区分一下不同 shape 叠加之后的结果,大体上 (10,) (10,1) 表现类似

In [18]:
x = np.arange(10)  # (10,) shape
y = x.reshape(-1, 1)  # (10, 1) shape
z = x.reshape(1, -1)  # (1, 10) shape

np.vstack([x, x]).shape
np.hstack([x, x]).shape

np.vstack([y, y]).shape
np.hstack([y, y]).shape

np.vstack([z, z]).shape
np.hstack([z, z]).shape
Out[18]:
(2, 10)
Out[18]:
(20,)
Out[18]:
(20, 1)
Out[18]:
(10, 2)
Out[18]:
(2, 10)
Out[18]:
(1, 20)

numpy.random.choice¶

Generates a random sample from a given 1-D array

对给定的 1-D array 进行随机采样

numpy.random.choice(a, size=None, replace=True, p=None)

  • https://docs.scipy.org/doc/numpy-1.15.0/reference/generated/numpy.random.choice.html

可以指定 replace 参数,控制是否重复选择

random.choices[Python内置函数] 与其类似

In [19]:
np.random.choice(5, 3, p=[0.1, 0, 0.3, 0.6, 0])
np.random.choice(5, 3, replace=False, p=[0.1, 0, 0.3, 0.6, 0])

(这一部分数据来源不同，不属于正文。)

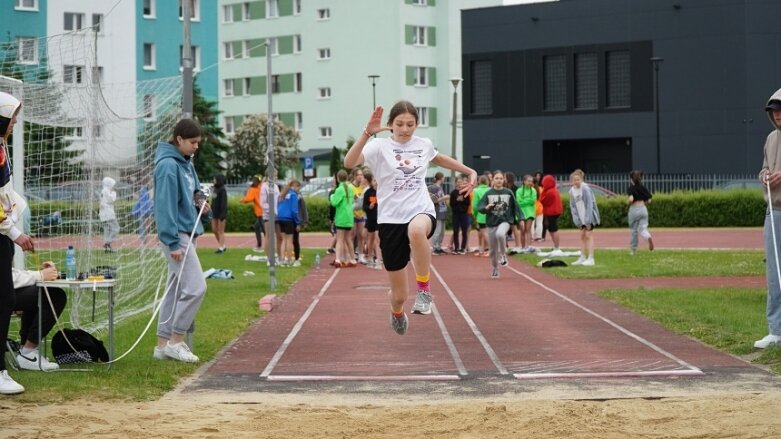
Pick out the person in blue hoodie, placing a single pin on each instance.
(288, 220)
(178, 203)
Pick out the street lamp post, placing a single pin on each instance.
(455, 82)
(656, 62)
(374, 78)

aa_milne_arr = ['pooh', 'rabbit', 'piglet', 'Christopher']
np.random.choice(aa_milne_arr, 5, p=[0.5, 0.1, 0.1, 0.3])
Out[19]:
array([2, 3, 2], dtype=int64)
Out[19]:
array([3, 2, 0])
Out[19]:
array(['Christopher', 'pooh', 'piglet', 'pooh', 'Christopher'],
      dtype='<U11')

numpy.allclose¶

numpy.allclose(a, b, rtol=1e-05, atol=1e-08, equal_nan=False)

Returns True if two arrays are element-wise equal within a tolerance.

如果两个 array 每一项误差都在可容忍范围内则返回 True

  • https://docs.scipy.org/doc/numpy/reference/generated/numpy.allclose.html

默认两个 nan 是不相等的,可通过 equal_nan=True 设置

另见:

  • np.np.array_equal
In [20]:
np.allclose([1e10, 1e-7], [1.00001e10, 1e-8])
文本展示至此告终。